Performance and Quality Measurements	This category contains datasets that characterize the performance or quality of networks and network services, including response times, throughput, goodput, reliability and resilience, mean-times-between-failure, jitter, diurnal variations, and other measurements, and indicators of Internet quality. Examples of appropriate uses of data in this category include analyses and comparisons of network performance, reliability, value, and suitability to different tasks.
Synthetically Generated Data	These datasets are generated by capturing information from a synthetic environment, where benign user activity and malicious attacks are emulated by computer programs. In these environments, it is possible to capture and distribute full network packets, firewall logs, application logs, and malicious attacks, without any risk of compromising the privacy of real people. Additionally, in these synthetic datasets, one can know and document complete "ground truth". i.e., which traffic is benign and which traffic is malicious.
Traffic Flow Data	Network traffic can be represented as flows between two endpoints. This dataset contains traffic flow information, which includes a variety of attributes such as source and destination IP address, source and destination port, protocol type, and packet and byte counts. This data can be in different formats generated by a range of different collection tools. IP addresses in these files are anonymized. These datasets are useful for research such as network economics and accounting, network planning, analysis, security, denial of service attacks, network monitoring, as well as traffic visualization.

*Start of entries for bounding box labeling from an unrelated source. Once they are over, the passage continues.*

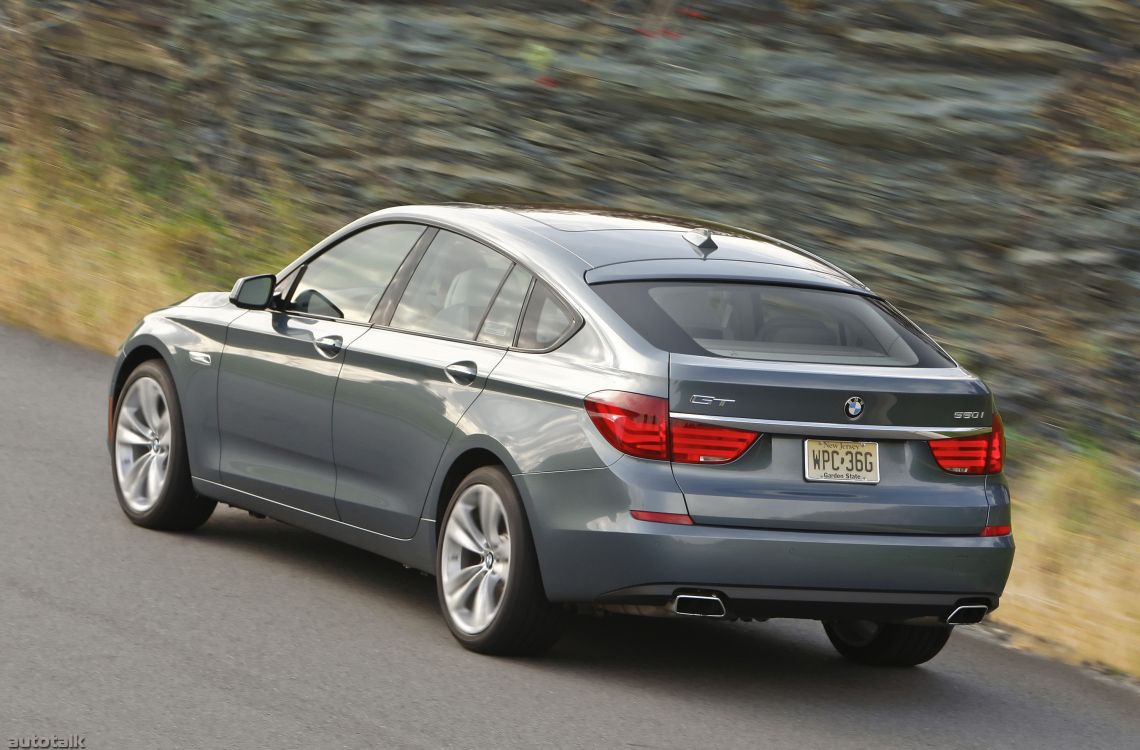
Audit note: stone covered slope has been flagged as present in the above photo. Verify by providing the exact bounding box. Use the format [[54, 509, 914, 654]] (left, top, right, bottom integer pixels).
[[17, 0, 1140, 449]]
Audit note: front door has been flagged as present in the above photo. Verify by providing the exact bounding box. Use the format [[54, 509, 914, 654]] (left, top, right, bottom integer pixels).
[[218, 223, 424, 517], [333, 230, 530, 539]]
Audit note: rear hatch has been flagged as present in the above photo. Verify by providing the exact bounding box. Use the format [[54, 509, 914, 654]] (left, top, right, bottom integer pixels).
[[594, 279, 993, 535]]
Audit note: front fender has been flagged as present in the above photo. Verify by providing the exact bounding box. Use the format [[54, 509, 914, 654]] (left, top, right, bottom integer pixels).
[[108, 307, 244, 481]]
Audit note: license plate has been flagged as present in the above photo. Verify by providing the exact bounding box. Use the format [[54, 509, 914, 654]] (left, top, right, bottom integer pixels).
[[804, 440, 879, 484]]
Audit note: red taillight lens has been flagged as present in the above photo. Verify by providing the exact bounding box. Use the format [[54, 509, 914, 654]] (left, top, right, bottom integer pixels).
[[669, 419, 760, 464], [586, 391, 760, 464], [930, 414, 1005, 474], [586, 391, 669, 460]]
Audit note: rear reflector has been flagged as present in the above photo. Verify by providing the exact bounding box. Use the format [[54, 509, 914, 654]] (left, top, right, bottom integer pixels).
[[930, 414, 1005, 474], [586, 391, 760, 464], [629, 511, 693, 527]]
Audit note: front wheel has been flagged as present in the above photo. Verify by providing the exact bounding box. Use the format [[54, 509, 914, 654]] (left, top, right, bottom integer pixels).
[[435, 466, 562, 654], [111, 360, 217, 531], [823, 620, 954, 667]]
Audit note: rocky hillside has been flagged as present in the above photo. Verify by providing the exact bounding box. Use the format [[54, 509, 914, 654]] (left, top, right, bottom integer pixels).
[[0, 0, 1140, 455]]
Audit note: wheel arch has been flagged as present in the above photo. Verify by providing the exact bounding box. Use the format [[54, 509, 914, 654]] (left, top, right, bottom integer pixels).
[[428, 445, 511, 537], [111, 340, 172, 406]]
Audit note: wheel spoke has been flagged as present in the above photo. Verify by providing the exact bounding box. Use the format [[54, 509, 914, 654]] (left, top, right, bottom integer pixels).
[[440, 483, 511, 634], [145, 456, 165, 499], [446, 523, 483, 555], [115, 416, 150, 446], [471, 574, 497, 627], [114, 376, 172, 513], [119, 399, 150, 442], [123, 453, 154, 498], [139, 380, 163, 431], [479, 492, 503, 549], [447, 565, 487, 610], [451, 505, 487, 552]]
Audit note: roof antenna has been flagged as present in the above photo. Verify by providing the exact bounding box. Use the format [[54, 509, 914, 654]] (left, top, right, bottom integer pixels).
[[682, 229, 717, 260]]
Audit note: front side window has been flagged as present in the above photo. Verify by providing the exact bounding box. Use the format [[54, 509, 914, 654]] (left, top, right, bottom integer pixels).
[[594, 282, 953, 367], [285, 223, 424, 323], [391, 230, 511, 340]]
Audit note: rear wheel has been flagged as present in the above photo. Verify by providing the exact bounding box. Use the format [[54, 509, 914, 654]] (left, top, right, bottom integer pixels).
[[435, 466, 562, 654], [823, 620, 954, 667], [112, 360, 217, 531]]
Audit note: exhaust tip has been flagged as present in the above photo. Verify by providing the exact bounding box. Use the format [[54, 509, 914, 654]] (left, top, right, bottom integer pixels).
[[946, 604, 990, 625], [669, 594, 727, 618]]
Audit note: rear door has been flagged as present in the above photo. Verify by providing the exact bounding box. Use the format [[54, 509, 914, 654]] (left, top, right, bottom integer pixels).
[[332, 230, 531, 539], [595, 282, 992, 535], [218, 223, 425, 517]]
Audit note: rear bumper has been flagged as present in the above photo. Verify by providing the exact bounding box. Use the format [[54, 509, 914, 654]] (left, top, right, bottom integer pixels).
[[595, 584, 999, 622], [515, 460, 1013, 619]]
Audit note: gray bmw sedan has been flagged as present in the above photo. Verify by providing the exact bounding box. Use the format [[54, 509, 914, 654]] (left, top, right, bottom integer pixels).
[[108, 205, 1013, 666]]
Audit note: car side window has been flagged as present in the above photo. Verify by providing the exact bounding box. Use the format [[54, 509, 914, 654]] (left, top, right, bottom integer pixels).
[[285, 218, 426, 323], [519, 282, 577, 349], [477, 266, 534, 347], [391, 230, 511, 340]]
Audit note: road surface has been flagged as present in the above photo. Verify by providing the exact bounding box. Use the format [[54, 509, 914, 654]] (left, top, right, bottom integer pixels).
[[0, 327, 1140, 750]]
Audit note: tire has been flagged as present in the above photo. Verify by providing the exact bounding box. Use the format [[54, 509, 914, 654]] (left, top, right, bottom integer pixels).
[[823, 620, 954, 667], [111, 359, 217, 531], [435, 466, 564, 655]]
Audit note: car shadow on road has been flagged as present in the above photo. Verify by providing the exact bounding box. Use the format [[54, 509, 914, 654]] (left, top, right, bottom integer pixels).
[[184, 512, 986, 711]]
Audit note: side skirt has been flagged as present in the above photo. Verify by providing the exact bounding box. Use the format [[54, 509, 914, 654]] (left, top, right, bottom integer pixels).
[[193, 476, 435, 576]]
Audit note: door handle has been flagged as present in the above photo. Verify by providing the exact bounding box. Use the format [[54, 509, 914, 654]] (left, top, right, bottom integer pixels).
[[312, 336, 344, 359], [443, 360, 479, 385]]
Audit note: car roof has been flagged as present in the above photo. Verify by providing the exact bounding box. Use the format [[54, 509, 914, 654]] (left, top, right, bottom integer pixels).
[[360, 204, 866, 291]]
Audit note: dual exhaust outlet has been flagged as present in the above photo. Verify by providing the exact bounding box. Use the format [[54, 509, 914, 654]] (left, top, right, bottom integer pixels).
[[669, 594, 727, 619], [668, 594, 990, 625]]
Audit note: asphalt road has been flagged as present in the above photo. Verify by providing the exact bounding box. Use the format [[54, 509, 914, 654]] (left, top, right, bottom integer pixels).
[[0, 327, 1140, 750]]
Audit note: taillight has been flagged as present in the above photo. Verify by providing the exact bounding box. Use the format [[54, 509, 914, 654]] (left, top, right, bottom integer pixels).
[[586, 391, 669, 460], [586, 391, 760, 464], [662, 414, 760, 464], [930, 414, 1005, 474]]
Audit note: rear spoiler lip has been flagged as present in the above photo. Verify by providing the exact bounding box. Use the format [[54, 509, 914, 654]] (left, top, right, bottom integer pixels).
[[669, 411, 993, 440]]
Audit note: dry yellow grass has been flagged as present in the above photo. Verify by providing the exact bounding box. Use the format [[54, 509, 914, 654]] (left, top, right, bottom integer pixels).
[[993, 451, 1140, 676], [0, 152, 316, 351], [0, 158, 185, 351]]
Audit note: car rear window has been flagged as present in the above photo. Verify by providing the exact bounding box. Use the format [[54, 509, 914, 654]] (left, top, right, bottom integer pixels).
[[593, 280, 953, 367]]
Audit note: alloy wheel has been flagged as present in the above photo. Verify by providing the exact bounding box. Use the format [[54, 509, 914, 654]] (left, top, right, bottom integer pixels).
[[115, 377, 171, 513], [440, 484, 511, 635]]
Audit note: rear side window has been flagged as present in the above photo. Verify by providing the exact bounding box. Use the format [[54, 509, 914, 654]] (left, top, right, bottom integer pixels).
[[391, 230, 511, 340], [519, 282, 577, 349], [593, 282, 953, 367], [477, 266, 534, 347]]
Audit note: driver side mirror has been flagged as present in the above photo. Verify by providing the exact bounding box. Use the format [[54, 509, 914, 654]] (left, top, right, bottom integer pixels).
[[229, 274, 277, 310]]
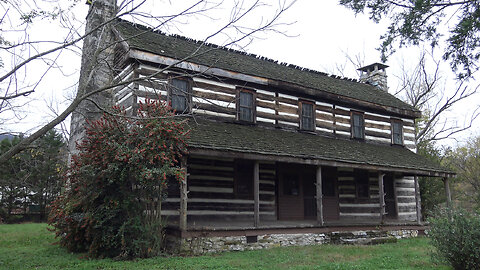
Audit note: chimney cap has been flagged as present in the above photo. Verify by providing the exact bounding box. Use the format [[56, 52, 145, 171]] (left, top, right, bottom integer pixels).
[[357, 63, 388, 72]]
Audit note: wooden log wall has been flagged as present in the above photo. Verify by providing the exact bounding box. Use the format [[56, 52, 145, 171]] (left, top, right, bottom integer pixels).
[[338, 168, 416, 221], [162, 156, 276, 222], [338, 168, 380, 220], [115, 64, 415, 151], [395, 176, 417, 221]]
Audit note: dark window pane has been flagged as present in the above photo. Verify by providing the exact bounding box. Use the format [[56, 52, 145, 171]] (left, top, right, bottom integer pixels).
[[240, 92, 253, 108], [302, 103, 314, 130], [322, 167, 337, 197], [392, 122, 403, 144], [235, 160, 253, 199], [170, 79, 189, 112], [172, 79, 188, 95], [352, 113, 364, 139], [354, 170, 369, 198], [239, 107, 252, 122], [172, 95, 187, 112], [238, 92, 253, 122], [283, 173, 300, 196]]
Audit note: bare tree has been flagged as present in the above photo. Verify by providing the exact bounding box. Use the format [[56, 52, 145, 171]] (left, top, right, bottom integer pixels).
[[0, 0, 295, 163], [395, 51, 480, 145]]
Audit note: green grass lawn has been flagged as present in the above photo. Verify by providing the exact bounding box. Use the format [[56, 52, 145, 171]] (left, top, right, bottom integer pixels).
[[0, 223, 450, 270]]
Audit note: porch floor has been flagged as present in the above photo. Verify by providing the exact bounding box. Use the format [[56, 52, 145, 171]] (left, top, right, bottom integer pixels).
[[169, 219, 422, 231]]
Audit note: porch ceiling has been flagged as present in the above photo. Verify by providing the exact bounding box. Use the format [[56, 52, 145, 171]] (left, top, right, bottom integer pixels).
[[188, 119, 455, 177]]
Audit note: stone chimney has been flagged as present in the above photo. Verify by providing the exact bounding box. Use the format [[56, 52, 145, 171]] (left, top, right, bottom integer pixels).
[[358, 63, 388, 92], [68, 0, 117, 154]]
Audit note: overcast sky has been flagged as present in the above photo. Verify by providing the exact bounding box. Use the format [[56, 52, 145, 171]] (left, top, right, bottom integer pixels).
[[2, 0, 478, 146]]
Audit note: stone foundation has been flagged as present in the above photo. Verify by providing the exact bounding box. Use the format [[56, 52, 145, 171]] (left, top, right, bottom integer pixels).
[[167, 229, 418, 255]]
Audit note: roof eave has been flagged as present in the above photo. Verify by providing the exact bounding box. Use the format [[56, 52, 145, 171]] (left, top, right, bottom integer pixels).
[[129, 47, 421, 119], [189, 145, 456, 178]]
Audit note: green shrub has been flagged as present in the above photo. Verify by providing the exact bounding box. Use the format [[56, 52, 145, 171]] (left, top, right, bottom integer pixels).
[[49, 101, 187, 259], [429, 208, 480, 269]]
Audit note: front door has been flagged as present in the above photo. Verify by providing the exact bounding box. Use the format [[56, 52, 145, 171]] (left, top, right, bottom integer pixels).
[[322, 167, 340, 221], [383, 173, 398, 219], [278, 171, 304, 220], [278, 165, 339, 221]]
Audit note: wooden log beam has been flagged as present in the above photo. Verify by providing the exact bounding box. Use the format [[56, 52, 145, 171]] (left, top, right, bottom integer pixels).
[[189, 149, 455, 177], [443, 177, 452, 207], [378, 171, 385, 223], [413, 176, 422, 224], [179, 158, 188, 234], [253, 160, 260, 227], [316, 166, 324, 226]]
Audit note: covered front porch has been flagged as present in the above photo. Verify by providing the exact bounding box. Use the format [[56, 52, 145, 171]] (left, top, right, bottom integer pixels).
[[162, 122, 452, 234]]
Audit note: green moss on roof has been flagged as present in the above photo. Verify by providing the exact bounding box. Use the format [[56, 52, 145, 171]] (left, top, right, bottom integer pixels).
[[188, 119, 452, 173], [115, 21, 416, 111]]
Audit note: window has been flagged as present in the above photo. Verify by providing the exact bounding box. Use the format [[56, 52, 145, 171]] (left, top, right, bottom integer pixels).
[[351, 112, 365, 139], [392, 120, 403, 145], [283, 173, 300, 196], [300, 101, 315, 131], [322, 166, 337, 197], [170, 79, 190, 113], [235, 160, 254, 199], [237, 90, 255, 122], [354, 169, 370, 199]]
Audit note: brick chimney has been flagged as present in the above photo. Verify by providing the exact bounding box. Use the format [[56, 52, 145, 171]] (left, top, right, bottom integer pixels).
[[358, 63, 388, 92], [69, 0, 117, 154]]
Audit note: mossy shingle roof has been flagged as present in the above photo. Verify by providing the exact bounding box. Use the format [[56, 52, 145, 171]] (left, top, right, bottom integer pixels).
[[115, 21, 416, 111], [188, 119, 452, 174]]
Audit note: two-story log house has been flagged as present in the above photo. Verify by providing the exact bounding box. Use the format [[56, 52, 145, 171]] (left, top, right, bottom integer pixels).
[[99, 21, 451, 251]]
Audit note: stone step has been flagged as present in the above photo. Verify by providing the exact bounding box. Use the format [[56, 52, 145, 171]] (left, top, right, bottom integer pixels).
[[332, 236, 397, 245]]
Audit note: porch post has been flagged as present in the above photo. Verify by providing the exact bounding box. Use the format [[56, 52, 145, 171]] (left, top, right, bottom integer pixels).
[[179, 158, 188, 233], [316, 166, 323, 226], [443, 177, 452, 207], [378, 172, 385, 223], [253, 160, 260, 227], [413, 175, 422, 224]]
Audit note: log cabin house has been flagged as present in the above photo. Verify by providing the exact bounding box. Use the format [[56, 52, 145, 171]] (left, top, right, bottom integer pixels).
[[109, 21, 452, 251]]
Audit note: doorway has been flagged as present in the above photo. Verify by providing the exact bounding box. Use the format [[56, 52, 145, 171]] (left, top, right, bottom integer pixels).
[[278, 164, 339, 221]]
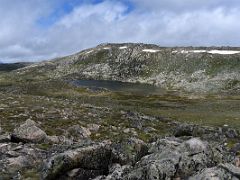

Unsolicited Bulk Email Data	Unsolicited bulk e-mail, known as spam, constitutes a significant fraction of all e-mail connection attempts and routinely frustrates users, consumes resources, and serves as an infection vector for malicious software. The collection and analysis of datasets in this category enable a wide range of research including: characterizing spam trends, detecting bots, and developing spam mitigation algorithms. These datasets may include spam logs collected at individual organizations, reputation lists data (such as those provided by Spamhaus, SORBS, and others), and e-mails, including both headers and contents, captured at spam traps or otherwise specifically identified as spam. It may include IP addresses or e-mail addresses of suspected spammers and potentially known spam e-mail message contents. Datasets in this category may be anonymized. The recipient IP address of the unsolicited bulk email is anonymized unless such spam has already been openly disclosed.
Vulnerabilities	These datasets contain information on weaknesses in digital assets that can be exploited by an attacker.